Estos colegios chocan con el progreso lógico de las cosas, y van frontalmente en contra del normal desarrollo de la vida. Porque, después, ahí afuera, en el mundo real, hombres y mujeres se relacionan entre sí constantemente. Lo hacen en el trabajo, en la familia, en los bares…están habituados a estar juntos, y así deben crecer.

Si se niegan las subvenciones, se habla de discriminación y se apela a la libertad de educación. Que es el colmo del despropósito.
Vayamos por partes. La libertad de educación no quiere decir que el Estado tenga que financiar las excentricidades ideológicas. Si a alguien le da el capricho, o la neura, de que su hijo vaya a una clase donde estén sólo alumnos con el pelo negro, o un colegio en el que sólo se admitan chavalas gallardas que midan más de 1,75, esas cosas se las debe de pagar él. Aceptamos la segregación en las aulas, pero el que lo desee, que se lo pague. De su bolsillo, a ser posible, y no del de todos los contribuyentes.
Los defensores suelen utilizar el argumento de que se trata de una educación superior. Pero, ¿superior en qué sentido?
Está en entredicho que la calidad de la educación sea mejor. Principalmente, primero, porque algunos creemos que para la verdadera educación, o la cultura, no es tan importante la que llega del exterior como la que uno mismo se provee. Una vez que se abandona la escuela, la vida sigue en los libros, en el pensamiento, en la reflexión, en una inquietud por saber, por conocer, o por mero placer.

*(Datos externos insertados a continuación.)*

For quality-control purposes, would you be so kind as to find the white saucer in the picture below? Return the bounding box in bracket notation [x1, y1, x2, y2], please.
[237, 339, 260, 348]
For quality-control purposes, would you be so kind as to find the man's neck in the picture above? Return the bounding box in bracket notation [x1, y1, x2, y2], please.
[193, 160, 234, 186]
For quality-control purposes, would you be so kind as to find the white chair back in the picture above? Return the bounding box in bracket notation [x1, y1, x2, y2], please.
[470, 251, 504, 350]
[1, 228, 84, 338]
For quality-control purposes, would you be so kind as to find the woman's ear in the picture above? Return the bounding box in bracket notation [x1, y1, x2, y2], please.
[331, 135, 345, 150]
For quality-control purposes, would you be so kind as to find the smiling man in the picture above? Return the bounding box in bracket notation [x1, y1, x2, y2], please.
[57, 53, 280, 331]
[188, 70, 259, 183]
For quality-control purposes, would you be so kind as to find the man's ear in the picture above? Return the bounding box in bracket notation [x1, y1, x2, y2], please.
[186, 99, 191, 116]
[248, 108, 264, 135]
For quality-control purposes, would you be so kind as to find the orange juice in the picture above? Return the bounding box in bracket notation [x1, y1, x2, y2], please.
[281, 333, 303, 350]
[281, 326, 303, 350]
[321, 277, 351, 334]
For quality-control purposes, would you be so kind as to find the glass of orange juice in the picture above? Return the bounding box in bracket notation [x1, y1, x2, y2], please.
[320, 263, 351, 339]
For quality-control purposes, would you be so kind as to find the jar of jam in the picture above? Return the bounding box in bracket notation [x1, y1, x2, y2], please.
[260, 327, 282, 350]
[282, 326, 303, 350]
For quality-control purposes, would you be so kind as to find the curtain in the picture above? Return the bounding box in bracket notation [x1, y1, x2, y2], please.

Da igual el colegio al que hayas ido, público, concertado, privado o para diabéticos, si eres incapaz de escribir una frase sin faltas de ortografía, o no se ha leído jamás un puto libro.
Segundo, es evidente que la inculcación de una idea de dios en la cabeza de los niños es intelectualmente perjudicial.  Es decir, recientes estudios han demostrado (¡por fin!) que hay una relación negativa entre la religiosidad y la inteligencia. Por lo tanto, sí que se trata de educación discriminatoria. Discriminatoria porque, a pesar de que en muchos casos en las familias de postín lo que se trata es de marcar una línea más o menos elitista, la realidad es que se deja este tipo de escuelas a los menos espabilados. Y no hay porqué financiar fábricas de tontos.